1/09/2015

Can't Buy Me Love!


Can’t Buy Me Love



Can't Buy Me Love.(advertising money doesn't guarantee consumer perception of quality)(Statistical Data Included)
Article from: Brandweek | June 4, 2001 | Hein, Kenneth | 

New research shows that media spending cannot predict consumer perceptions of quality. So which are the 'best' brands?

It doesn't matter how much you spend on media. You can't buy a consumer's love, especially when it comes to his or her perceptions about product quality.
Recent studies have found that consumer opinion pertaining to quality bears little correlation to the amount of time and money companies spend advertising their wares on Friends, FM radio or FoxSports.com.

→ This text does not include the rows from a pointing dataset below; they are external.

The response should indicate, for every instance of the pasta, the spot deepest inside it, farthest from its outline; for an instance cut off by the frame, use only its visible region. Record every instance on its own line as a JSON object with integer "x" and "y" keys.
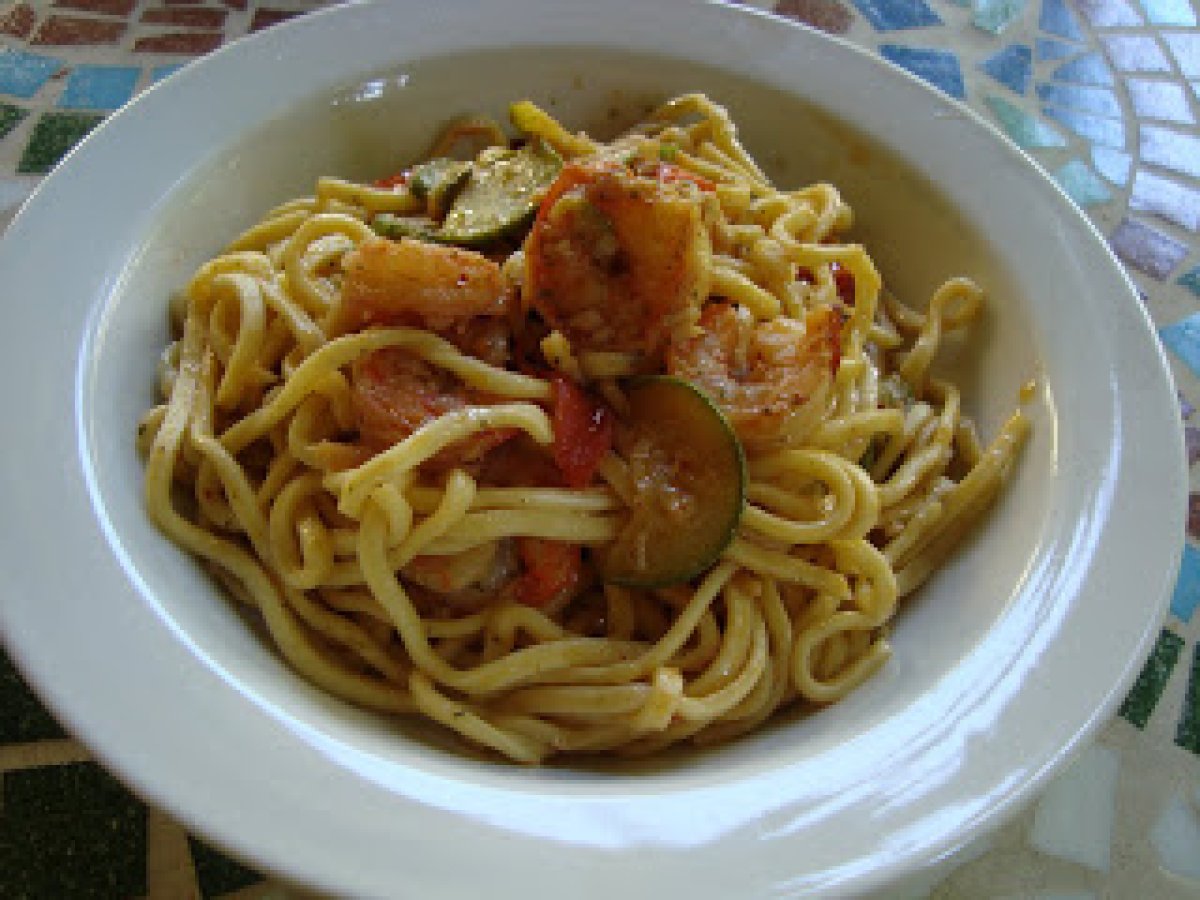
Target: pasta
{"x": 413, "y": 454}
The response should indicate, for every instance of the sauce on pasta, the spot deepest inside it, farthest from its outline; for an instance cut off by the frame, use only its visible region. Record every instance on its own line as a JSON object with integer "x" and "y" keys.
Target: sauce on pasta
{"x": 414, "y": 448}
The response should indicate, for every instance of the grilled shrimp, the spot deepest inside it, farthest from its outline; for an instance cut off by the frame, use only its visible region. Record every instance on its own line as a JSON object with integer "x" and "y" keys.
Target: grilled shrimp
{"x": 760, "y": 373}
{"x": 389, "y": 282}
{"x": 395, "y": 393}
{"x": 618, "y": 261}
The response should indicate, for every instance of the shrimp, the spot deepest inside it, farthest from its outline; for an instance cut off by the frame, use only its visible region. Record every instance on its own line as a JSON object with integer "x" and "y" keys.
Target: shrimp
{"x": 760, "y": 373}
{"x": 407, "y": 281}
{"x": 394, "y": 393}
{"x": 618, "y": 261}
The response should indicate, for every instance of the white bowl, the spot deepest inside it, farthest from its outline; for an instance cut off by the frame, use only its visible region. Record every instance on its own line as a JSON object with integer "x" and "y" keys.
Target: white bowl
{"x": 1003, "y": 664}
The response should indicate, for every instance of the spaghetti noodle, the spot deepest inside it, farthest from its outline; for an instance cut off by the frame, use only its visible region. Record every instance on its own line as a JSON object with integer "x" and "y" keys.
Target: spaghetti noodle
{"x": 412, "y": 457}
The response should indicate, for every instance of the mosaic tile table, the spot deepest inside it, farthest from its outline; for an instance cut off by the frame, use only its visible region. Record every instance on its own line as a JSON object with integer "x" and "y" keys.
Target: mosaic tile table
{"x": 1104, "y": 94}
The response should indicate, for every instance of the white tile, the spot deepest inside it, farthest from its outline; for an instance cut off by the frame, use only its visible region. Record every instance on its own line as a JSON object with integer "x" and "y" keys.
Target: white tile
{"x": 1074, "y": 817}
{"x": 1176, "y": 837}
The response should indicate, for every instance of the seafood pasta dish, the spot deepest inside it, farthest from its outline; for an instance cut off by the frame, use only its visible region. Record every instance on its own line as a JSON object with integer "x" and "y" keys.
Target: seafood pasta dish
{"x": 569, "y": 447}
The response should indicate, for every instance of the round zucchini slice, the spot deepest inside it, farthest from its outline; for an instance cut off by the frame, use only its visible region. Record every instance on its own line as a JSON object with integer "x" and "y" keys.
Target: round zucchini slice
{"x": 689, "y": 483}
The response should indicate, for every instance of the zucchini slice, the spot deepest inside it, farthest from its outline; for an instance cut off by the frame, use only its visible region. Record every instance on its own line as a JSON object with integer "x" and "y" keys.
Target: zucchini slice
{"x": 689, "y": 477}
{"x": 502, "y": 195}
{"x": 388, "y": 225}
{"x": 437, "y": 183}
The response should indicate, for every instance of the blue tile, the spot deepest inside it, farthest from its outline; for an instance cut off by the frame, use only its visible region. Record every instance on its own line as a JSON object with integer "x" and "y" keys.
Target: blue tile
{"x": 1187, "y": 589}
{"x": 939, "y": 67}
{"x": 159, "y": 72}
{"x": 1169, "y": 12}
{"x": 1012, "y": 67}
{"x": 1098, "y": 101}
{"x": 100, "y": 87}
{"x": 1170, "y": 149}
{"x": 1109, "y": 132}
{"x": 1026, "y": 130}
{"x": 1186, "y": 48}
{"x": 1137, "y": 53}
{"x": 994, "y": 16}
{"x": 1050, "y": 49}
{"x": 1057, "y": 19}
{"x": 1089, "y": 69}
{"x": 1192, "y": 281}
{"x": 1113, "y": 165}
{"x": 1165, "y": 198}
{"x": 1081, "y": 184}
{"x": 1165, "y": 101}
{"x": 1108, "y": 13}
{"x": 898, "y": 15}
{"x": 22, "y": 75}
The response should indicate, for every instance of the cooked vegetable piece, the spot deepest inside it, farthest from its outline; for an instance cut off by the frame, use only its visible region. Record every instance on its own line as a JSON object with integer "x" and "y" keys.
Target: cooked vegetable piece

None of the 10 brands that were most heavily advertised in the U.S. last year (to the tune of more than $3.5 billion in combined media) were recognized as being among the top 100 "quality" brands in an exclusive online survey conducted for Brandweek by Total Research Corp., Princeton, N.J. Conversely, the top 10 quality brands received only about $150 million in combined media support.

TRC polled approximately 27,000 consumers, ages 15 or older, during the week of March 7 for its EquiTrend 2001 survey. Participants were asked to rank 1,000 consumer brands in 24 categories based on two criteria: Quality and Salience. Quality scores were placed on a scale of 0-10: Zero is unacceptable quality; five is quite acceptable quality; and 10 is outstanding quality. As core of eight or higher is considered "world class," as fewer than 1% of brands receive that rating. "Salience" is a type of informed awareness, defined by TRC as the percentage of people who feel well-enough informed to rate a particular brand. Salience scores ranged from 1-100, with 100 being the highest.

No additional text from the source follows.